The rum culture in Spain needs stimulation and it seems that, although generic brands have decreased (mainly due to the Gin & Tonic trend), according to the numbers, the consumption of premium and super premium brands is rising considerably, something that’s also happening with whiskey. On top of that, although the G&T in its moment took the protagonism away from rum, it has also contributed to increase the interest in spirits and cocktails. Both professionals and the general public are willing to learn more about spirits, like in the increasingly common tastings or pairings.

How could it be introduced to the general public to consume more and better rums?

I think a very positive way to introduce quality rum is precisely through cocktails. By this I mean classic cocktails made out of few ingredients, where the rum can be perceived without difficulty and the brand choice has a significant effect on the final result. Thus, for a public that’s still not ready to take straight rum, you can make a good Old fashioned or the already mentioned Latin Manhattan.

In turn, good results have been shown with the rise of different events: tastings, trainings or gastronomic experiences. With this I refer not only to the public, but also to the bartender; it is necessary to train them, enabling them to transmit this same knowledge to the client.

Tell us about the cocktail that has led you to become Spain’s Champion.

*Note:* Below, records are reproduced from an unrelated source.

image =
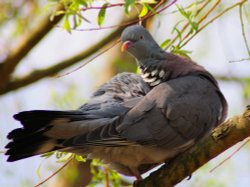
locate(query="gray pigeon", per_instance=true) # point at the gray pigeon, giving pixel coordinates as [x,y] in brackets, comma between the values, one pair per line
[133,122]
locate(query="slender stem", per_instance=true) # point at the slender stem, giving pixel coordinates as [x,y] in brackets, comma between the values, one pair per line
[100,7]
[243,30]
[91,59]
[202,19]
[187,24]
[53,174]
[133,21]
[213,19]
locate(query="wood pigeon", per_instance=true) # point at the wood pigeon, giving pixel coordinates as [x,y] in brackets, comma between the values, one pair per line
[133,122]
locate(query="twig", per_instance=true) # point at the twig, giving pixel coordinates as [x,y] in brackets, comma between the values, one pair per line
[54,69]
[227,134]
[24,47]
[240,60]
[200,20]
[133,21]
[91,59]
[106,171]
[53,174]
[213,19]
[243,30]
[230,156]
[187,24]
[100,7]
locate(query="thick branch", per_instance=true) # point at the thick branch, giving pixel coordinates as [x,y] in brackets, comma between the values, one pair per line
[24,47]
[59,66]
[223,137]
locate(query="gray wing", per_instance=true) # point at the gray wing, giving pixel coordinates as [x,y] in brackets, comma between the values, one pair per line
[174,113]
[107,103]
[170,115]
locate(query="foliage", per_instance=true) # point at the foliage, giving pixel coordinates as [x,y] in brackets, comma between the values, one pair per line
[195,16]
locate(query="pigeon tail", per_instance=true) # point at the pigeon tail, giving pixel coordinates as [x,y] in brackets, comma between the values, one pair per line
[39,133]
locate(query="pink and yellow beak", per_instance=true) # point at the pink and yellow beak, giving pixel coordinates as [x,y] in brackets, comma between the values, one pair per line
[126,45]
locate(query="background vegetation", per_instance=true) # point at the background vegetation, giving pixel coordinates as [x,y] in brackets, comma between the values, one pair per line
[44,45]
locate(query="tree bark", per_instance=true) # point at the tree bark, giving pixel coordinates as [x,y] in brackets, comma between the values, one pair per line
[224,136]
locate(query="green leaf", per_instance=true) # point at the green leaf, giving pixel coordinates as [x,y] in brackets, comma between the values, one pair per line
[82,2]
[80,158]
[101,15]
[165,43]
[177,50]
[47,155]
[38,170]
[128,5]
[66,24]
[65,158]
[194,25]
[144,11]
[148,1]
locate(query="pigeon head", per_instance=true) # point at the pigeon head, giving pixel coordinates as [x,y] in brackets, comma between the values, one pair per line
[139,43]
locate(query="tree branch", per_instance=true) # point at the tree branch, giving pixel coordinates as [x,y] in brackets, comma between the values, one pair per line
[59,66]
[24,47]
[223,137]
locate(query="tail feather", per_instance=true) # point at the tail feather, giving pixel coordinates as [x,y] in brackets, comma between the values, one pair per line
[34,137]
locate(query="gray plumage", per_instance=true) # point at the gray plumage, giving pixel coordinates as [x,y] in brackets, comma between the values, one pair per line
[133,122]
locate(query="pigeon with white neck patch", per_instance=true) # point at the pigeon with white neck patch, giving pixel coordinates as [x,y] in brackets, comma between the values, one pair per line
[133,122]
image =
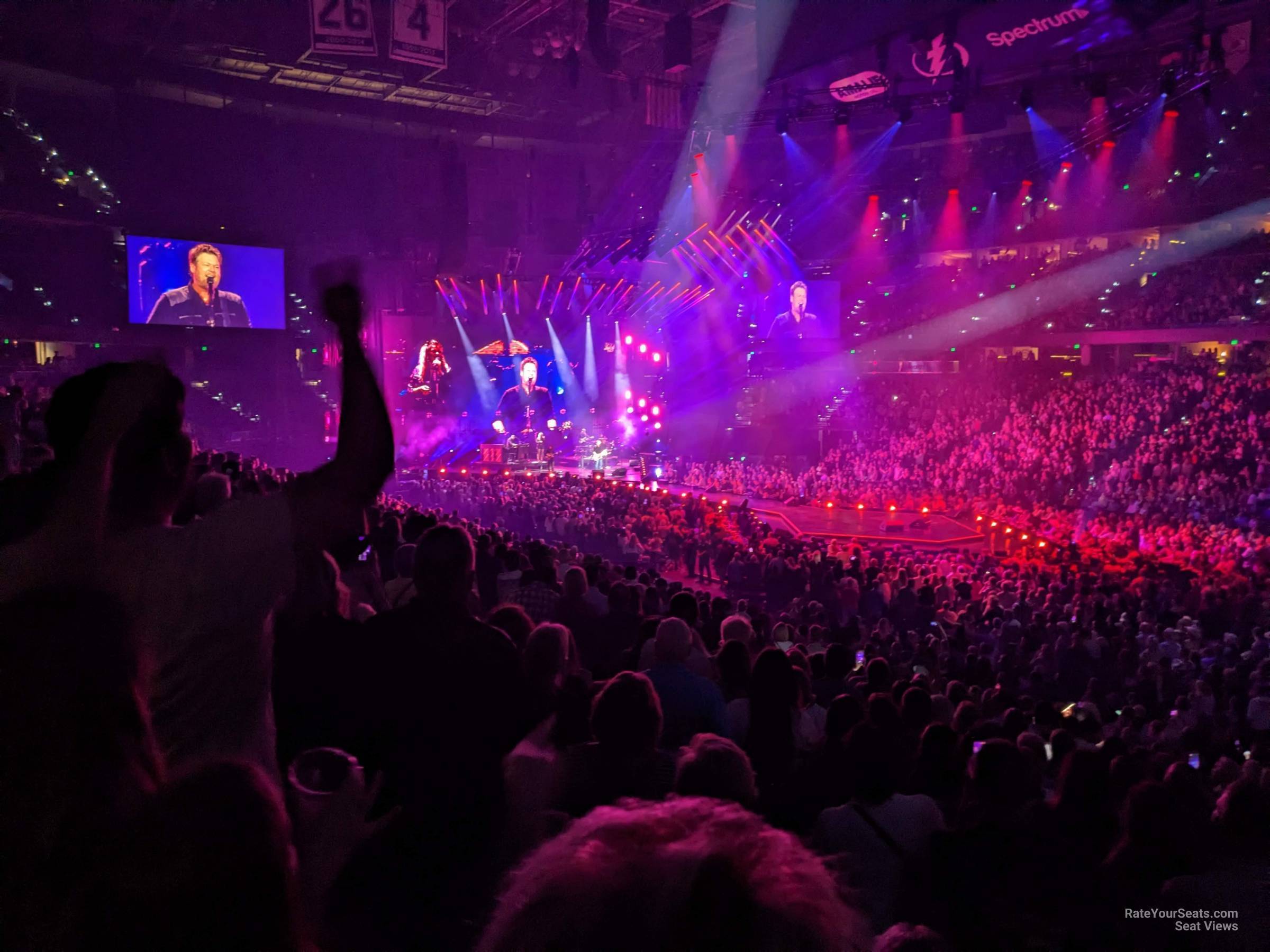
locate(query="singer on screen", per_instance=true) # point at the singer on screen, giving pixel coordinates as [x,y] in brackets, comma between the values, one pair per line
[526,407]
[201,303]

My inspiration came from the desire to make an allegory to the criollo origin of Juancho Nieto Meléndez, the founder of Diplomatico Rum, who represents the perfect balance of the combination of the native Venezuela and the European origins. I thought there was no better way to express this in taste, than by using a traditional Central-American drink, that was made a long time before the arrival of the colonizadores: Atole. It’s a water based and heavy bodied drink made of corn, that was, indeed, the most basic element in the original Central-American food. In addition, corn is the base of bourbon, and Diplomático has rested in its barrels for months. Moreover, and to remember the impact of the merge between Europe and the american continent, which stimulated the establishment of mantuanos, I chose an ingredient that was brought to Venezuela by the Spaniards, and that has actually, turned into one of the most staple, fundamental ingredients in its gastronomic culture: Tamarind.

Furthermore, I added malt extract, a typical caribbean drink. This is not only to enhance the malt that is in the complex character of the rum as a consequence of these earlier mentioned 8 months in whiskey barrels, but also to enhance the molasses flavor of the rum, as malt and molasses have similar caramel notes. In the same line, and to put this all together, I finally listed Diplomático Mantuano’s dry fruit notes, adding some drops of black walnut bitters.

The name “Imagine” suggests a well-known quote, you may say I’m a dreamer, but I’m not the only one, and this is because what made Diplomatico Rum possible was, without a doubt, Don Juancho’s dreaming spirit.

Diplomatico World TournamentImagine

50ml Diplomático Mantuano Rum

50ml Atole

25ml Tamarind puree

15ml Malt extract

3 drops of Blackwalnut bitters

Mix all the ingredients straight in the glass and add ice. Stir for about 10 seconds and serve.

How to make Atole: Dilute 50gr of cornstarch in 750ml of water and boil. Lower to medium heat, and add 150gr of white sugar. Stir for 5 minutes to obtain thickness and remove.

 

What are your expectations for the European final? Are there any opponents you see as favorites?

First of all, I consider myself very fortunate to be in the place where I am. Diplomático rum has given me the opportunity to grow personally and professionally and to live a unique experience; going to Venezuela and representing Spain in the European finals is really amazing. Clearly my expectations are to give my best, challenge myself, learn from the experience, and above all, enjoy myself.

About my colleagues —because we are never really able to see ourselves as opponents— although I have no favorites, I have seen that their level is very high; which is kind of obvious considering that it is at an international level. And you know what? It’s the best thing that could happen to me, since the day I knew I wanted to become a bartender, I knew the ones I would learn from the most, are my colleagues.